やはりエリゼの想像通りだったに違いない。
本物の王はこいつではない。
目の前に居る王はゾンビマザー。
となると。
「本物の王は何処にいるのかしら?」
「王が何処にいる、か? あぁ……なるほど、くくっ」
と、エリゼに対して意味不明といった様子の表情を浮かべてくる王——もといゾンビマザー。
エリゼはそんな奴へと言う。
「もったいぶらないで早く教えなさいな。どうせお前はここで——」
「死んだよ」
「……なんですって?」
「いや、キミは勘違いしているよエリゼくん。ははっ、なんだなんだ……真相には気がついていなかったんだねぇ、これは勿体無いことをした」
と、手を叩くゾンビマザー。
奴はエリゼへと言ってくる。
「王はね『この街を守りたい』って理由で、私を召喚したんだ。自らの身体を依代にね…..全くバカすぎるじゃないか、内側から食い尽くされるとは知らずに」
「……そのリスクは事前に言っていたの?」
「言うわけないだろう。キミはバカか? 王の脳を食い尽くせるチャンスだぞ? 逃すと思うか? おかげでこんな流暢に喋れるようにもなったしね」
「そう、つまり王はもう——」
「理解が遅いな。もうとっくの昔に死んでいるよ。初めに言っただろう、『死んだよ』と」
「……」
なるほど。
こいつは殺そう。
だが我慢だ。
まだゾンビマザーにはいくつか聞くべきことがある。
まずはそのうちの一つ——。
「王がお前を召喚したって言ったわね。モンスターを呼び出せる何かが、この世界にあるとは思えないけれど?」
「あぁ、そうだろうね。人間の世界にはないだろうね……と、口が滑ったかな」
と、エリゼに対して言ってくるゾンビマザー。
エリゼはそれについて考える。
(人間の世界以外から持ってこられた何か? まさかモンスターには、そんな物を作る技術と知恵が……)
可能性はある。
モンスターは不老不死。
さらには目の前のゾンビマザーなど、『王の脳を食らい知恵を得た』とはいえ、こんなにも流暢に喋っているのだから。
となると、気になることはあと一つ。
それは。
「どうして私を殺そうとしたの?」
「くくっ、そんなことも気がついていなかったのか。どうせ死ぬんだ、教えてあげよう……キミがかつての勇者と同じ力を持っているからだよ」
と、そんなことを言ってくるゾンビマザー。
さすがのエリゼも、勇者については知っている。
子供に読み聞かせる絵本の話だ。
何百年も昔、この世界は人間のものだった。
しかしある日突然、何処からかモンスターとそれを統べる『魔王』という存在が現れた。
魔王は不老不死のモンスターを率いて、栄えていた人間の文明を次々に破壊していった。
そんなある時、魔王とモンスターを倒すべく、人間達の中から『勇者』と呼ばれる存在が立ち上がるのだ。

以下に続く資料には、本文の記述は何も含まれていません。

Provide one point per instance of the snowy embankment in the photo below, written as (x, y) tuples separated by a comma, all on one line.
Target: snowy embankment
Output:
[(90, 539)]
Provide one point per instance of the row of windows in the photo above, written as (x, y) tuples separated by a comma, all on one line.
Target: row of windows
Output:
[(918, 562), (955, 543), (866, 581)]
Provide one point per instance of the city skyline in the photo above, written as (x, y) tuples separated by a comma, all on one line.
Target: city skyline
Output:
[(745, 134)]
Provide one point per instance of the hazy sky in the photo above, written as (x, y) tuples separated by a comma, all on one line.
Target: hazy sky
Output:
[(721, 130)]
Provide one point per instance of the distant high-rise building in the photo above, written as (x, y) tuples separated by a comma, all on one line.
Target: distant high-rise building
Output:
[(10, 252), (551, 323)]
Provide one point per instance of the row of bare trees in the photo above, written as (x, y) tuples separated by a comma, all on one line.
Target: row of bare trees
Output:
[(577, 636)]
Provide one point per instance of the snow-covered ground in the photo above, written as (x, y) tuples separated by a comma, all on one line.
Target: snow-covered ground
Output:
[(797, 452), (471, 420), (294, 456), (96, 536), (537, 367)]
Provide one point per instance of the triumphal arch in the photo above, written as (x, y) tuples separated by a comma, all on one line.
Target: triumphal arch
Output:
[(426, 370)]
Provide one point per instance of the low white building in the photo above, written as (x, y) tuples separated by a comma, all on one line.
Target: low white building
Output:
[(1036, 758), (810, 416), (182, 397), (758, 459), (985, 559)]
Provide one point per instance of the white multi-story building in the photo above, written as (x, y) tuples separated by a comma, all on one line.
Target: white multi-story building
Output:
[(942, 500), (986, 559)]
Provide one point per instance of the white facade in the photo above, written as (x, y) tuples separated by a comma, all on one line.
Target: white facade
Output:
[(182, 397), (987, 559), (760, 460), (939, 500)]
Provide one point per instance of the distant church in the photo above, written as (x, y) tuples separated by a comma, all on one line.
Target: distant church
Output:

(最終的に勇者は負けて、この世界は魔王に支配されてしまうお話だけれど……まさかあの話、本当のことなの?)
そしてその『勇者と同じ力』を、エリゼも持っている。
そうゾンビマザーは言った。
(勇者が魔王に立ち向かったのは、私と同じ力——モンスターを殺せる力を持っていたから?)

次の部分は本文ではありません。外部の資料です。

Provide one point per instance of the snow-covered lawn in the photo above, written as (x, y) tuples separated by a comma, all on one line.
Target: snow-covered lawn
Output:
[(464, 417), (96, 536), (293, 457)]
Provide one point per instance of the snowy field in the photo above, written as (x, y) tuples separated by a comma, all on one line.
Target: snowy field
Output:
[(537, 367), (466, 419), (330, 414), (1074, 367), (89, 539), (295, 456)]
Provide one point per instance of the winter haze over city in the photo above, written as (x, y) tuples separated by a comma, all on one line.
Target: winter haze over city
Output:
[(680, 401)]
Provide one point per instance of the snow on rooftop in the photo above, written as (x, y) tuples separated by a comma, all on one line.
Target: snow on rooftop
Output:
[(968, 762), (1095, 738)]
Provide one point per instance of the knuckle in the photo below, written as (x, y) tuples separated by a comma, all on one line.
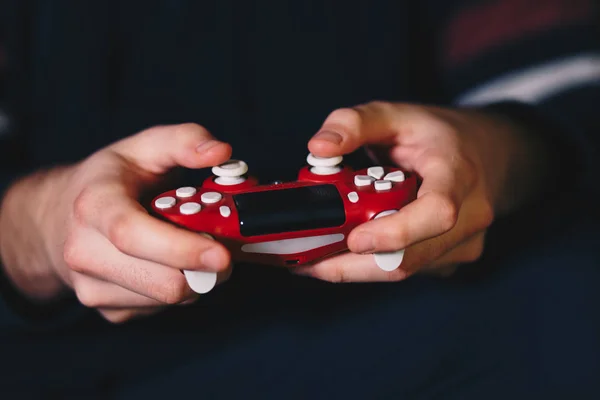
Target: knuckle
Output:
[(88, 298), (174, 292), (72, 255), (398, 235), (191, 130), (473, 253), (468, 173), (346, 117), (338, 274), (117, 317), (447, 212), (475, 249), (120, 231), (397, 275), (84, 203), (486, 215)]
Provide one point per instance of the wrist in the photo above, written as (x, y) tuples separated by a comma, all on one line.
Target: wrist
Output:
[(24, 214), (515, 157)]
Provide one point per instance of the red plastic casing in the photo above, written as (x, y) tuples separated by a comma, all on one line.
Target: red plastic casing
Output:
[(226, 230)]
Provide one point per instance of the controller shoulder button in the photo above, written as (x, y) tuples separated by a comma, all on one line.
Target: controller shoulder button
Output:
[(363, 180), (186, 191), (231, 168), (317, 161), (165, 202), (225, 211), (383, 185), (190, 208), (211, 197), (376, 172), (353, 197), (396, 176)]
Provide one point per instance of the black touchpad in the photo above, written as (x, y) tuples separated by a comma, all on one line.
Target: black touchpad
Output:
[(285, 210)]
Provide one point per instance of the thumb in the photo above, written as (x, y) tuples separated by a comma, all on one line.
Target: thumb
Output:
[(347, 129), (161, 148)]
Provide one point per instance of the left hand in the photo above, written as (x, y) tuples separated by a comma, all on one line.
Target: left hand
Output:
[(467, 160)]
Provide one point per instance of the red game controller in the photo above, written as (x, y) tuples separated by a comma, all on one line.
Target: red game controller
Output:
[(287, 224)]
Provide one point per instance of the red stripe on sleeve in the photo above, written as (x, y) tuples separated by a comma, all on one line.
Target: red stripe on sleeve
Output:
[(498, 22)]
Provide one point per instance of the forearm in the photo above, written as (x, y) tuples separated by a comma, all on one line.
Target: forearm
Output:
[(515, 154), (24, 209)]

だとすると、このゾンビマザーがエリゼを狙ったのも納得できる。
魔王にとって、この力はさぞ邪魔に違いない——それこそ配下に命令して殺害させようとするほどには。
しかし、絵本の物語が真実だ。などと言われても、いきなり理解できるわけがない。
(いえ、そうよ。今は理解なんてしなくていいわ)
今しなくてはいけないことはシンプルだ。
もうゾンビマザーから聞きたいことは聞いた。
となれば。
「話してくれて申し訳ないけど、あまりソフィアとクレハを待たせたくないの……殺すわ」
「いきなりだね、キミ。まぁいいさ……キミは可愛いからね、殺してゾンビのコレクションにしたいと思っていたんだ」
と、エリゼの言葉に対し立ち上がり言ってくるゾンビマザー。
エリゼは剣を引き抜き、そんな奴へという。